Girondins
|
|
---|---|
Leader |
Marquis de Condorcet, Jean-Marie Roland, Jacques Pierre Brissot, Pierre Victurnien Vergniaud |
Founded | 1791 |
Dissolved | 1793 |
Newspaper |
Patriote français Le Courrier de Provence La chronique de Paris |
Ideology |
Liberalism Abolitionism Federalism Monarchism |
Political position | Left-wing |
The Girondins (or Girondists) were members of a loosely-knit political faction during the French Revolution. From 1791 to 1793, the Girondins were active within the Legislative Assembly and the National Convention. They were part of the Jacobin movement, though not every Girondin was a member of the Jacobin Club.
The Girondins campaigned for the end of the monarchy, but then resisted the spiraling momentum of the Revolution. They came into conflict with The Mountain (Montagnards), a radical faction within the Jacobin Club. This conflict eventually led to the fall of the Girondins and their mass execution, the beginning of the Reign of Terror. The Girondins were a group of loosely affiliated individuals rather than an organized political party, and the name was at first informally applied, because the most prominent exponents of their point of view were deputies to the Legislative Assembly from the département of Gironde in southwest France. The term became standard with Lamartine's History of the Girondists in 1847.
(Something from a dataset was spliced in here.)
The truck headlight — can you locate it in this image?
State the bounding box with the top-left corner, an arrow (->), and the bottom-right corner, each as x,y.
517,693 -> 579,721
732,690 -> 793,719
Girondin leader Jacques-Pierre Brissot proposed an ambitious military plan to spread the Revolution internationally, thus the Girondins were the war party in 1792–93. Other prominent Girondins included Jean Marie Roland and his wife Madame Roland. They had an ally in the English-born, sometime American activist Thomas Paine. Brissot and Madame Roland were executed and Jean Roland (who had gone into hiding) committed suicide when he learned what had transpired. Paine was arrested and imprisoned but narrowly escaped execution. The famous painting Death of Marat depicts the killing of the fiery radical journalist (and denouncer of the Girondins) Jean-Paul Marat by the Girondin sympathizer Charlotte Corday, who was executed.